You waste away here, the Charger thought as what remained of his strength flickered beneath his palms. He glanced over his shoulder at the single door leading into the massive chamber. He could feel his palms twisting the great handle, pushing the heavy steel until the first gust of fresh air washed across his face.
But he knew if he stepped away from the orbs for so much as a second, the membrane would dissolve into nothingness.
I should let it fall, though, he thought. Let the elementals sweep in and wipe the entire Isle clean.
Far above him, lost in the black void of the volcanic cone, a massive rod hummed with electrical life. The device, a compilation of slag and mid—level meridium, stood fifty footfalls tall, a brown-black monolith extending up through the volcano into the night sky above. Within it was Uxer’s power, sucked free from his trembling palms like milk from a mother’s tit.
Uxer trembled as his waning energy surged into the polished conduits. His dose was almost depleted, but he had no choice but to remain. For not only would the membrane fail if he broke the bond, but the meridium conductors above would quickly deplete and melt down. And if that occurred, the Isle was dead.
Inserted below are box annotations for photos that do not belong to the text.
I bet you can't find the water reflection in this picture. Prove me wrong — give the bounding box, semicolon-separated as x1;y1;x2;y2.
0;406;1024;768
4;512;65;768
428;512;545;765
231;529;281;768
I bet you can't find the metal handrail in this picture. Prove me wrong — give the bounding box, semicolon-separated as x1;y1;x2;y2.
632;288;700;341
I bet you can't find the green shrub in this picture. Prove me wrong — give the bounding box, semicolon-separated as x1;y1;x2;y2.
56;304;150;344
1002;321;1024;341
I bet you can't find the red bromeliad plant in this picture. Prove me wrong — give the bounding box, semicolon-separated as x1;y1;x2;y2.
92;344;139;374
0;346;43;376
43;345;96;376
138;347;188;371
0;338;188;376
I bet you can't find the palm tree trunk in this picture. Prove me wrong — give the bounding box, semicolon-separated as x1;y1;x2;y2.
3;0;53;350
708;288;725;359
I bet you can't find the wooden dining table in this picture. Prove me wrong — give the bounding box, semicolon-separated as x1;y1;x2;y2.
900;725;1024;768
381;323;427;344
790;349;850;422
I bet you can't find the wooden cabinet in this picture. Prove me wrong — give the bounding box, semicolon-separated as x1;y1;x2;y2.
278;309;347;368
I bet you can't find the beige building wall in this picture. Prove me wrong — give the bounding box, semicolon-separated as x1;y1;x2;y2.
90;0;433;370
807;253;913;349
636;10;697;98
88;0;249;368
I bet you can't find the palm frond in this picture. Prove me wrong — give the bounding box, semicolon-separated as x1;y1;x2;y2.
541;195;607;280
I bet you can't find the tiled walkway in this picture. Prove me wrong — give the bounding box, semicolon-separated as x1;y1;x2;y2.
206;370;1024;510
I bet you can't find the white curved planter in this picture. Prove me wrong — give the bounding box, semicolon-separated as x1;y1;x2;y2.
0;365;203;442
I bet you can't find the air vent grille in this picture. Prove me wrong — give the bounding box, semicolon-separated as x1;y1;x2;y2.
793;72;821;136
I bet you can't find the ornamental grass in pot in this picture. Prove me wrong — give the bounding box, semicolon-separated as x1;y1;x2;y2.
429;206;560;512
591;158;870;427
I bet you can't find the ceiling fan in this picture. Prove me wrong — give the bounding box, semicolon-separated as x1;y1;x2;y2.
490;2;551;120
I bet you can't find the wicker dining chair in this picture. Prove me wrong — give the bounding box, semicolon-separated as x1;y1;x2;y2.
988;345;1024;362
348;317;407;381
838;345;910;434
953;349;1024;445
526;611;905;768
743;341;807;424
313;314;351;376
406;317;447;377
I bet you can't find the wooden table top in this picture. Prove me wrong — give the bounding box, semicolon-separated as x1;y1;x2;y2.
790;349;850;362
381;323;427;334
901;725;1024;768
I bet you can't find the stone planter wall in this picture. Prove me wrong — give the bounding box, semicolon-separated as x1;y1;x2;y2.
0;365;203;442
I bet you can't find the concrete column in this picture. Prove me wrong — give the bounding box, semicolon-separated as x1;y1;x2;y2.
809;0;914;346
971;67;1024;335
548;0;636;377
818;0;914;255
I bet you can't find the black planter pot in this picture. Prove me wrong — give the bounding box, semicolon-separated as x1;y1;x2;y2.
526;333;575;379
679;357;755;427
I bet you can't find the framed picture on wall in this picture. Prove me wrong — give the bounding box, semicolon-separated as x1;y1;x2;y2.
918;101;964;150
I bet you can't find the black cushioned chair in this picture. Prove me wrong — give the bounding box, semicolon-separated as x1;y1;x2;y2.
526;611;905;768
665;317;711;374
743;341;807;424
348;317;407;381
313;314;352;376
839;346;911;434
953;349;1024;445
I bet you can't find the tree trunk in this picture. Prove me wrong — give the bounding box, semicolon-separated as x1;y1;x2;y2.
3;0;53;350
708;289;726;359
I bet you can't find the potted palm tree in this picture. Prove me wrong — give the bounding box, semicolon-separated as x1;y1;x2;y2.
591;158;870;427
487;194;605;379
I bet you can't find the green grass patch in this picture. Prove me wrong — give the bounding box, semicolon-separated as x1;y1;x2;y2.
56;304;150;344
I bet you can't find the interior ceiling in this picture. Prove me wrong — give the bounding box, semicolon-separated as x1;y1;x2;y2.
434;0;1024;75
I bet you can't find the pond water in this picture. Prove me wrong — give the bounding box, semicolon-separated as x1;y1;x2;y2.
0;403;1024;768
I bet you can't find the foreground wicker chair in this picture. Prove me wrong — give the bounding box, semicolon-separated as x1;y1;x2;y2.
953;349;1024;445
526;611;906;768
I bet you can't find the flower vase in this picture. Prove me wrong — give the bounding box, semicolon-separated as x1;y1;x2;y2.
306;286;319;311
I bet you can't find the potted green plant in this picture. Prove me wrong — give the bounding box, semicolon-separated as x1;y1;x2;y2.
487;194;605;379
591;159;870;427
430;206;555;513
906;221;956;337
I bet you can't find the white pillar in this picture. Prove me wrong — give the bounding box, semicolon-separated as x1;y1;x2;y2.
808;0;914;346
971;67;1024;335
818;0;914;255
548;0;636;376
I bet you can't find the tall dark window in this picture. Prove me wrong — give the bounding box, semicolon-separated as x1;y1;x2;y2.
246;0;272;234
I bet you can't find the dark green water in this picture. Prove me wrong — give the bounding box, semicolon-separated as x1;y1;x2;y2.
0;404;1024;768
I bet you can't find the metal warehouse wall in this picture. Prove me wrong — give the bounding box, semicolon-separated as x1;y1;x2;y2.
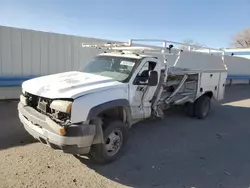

But would that be so bad? he wondered.
The smell of copper and sulfur hung heavy in the air, mixed with volcanic fumes and meridium burn-off. Uxer coughed; his lungs felt as if they were filled with glass and his skin was cracked and dry. I will be nothing but bone before the turn is out, he thought.
Outside, three more stations ringed the Bay of Fire. Each contained an identical set of meridium conductors, as well as an unfortunate wretch like himself who had drawn a twelve-call shift from the monthly lottery.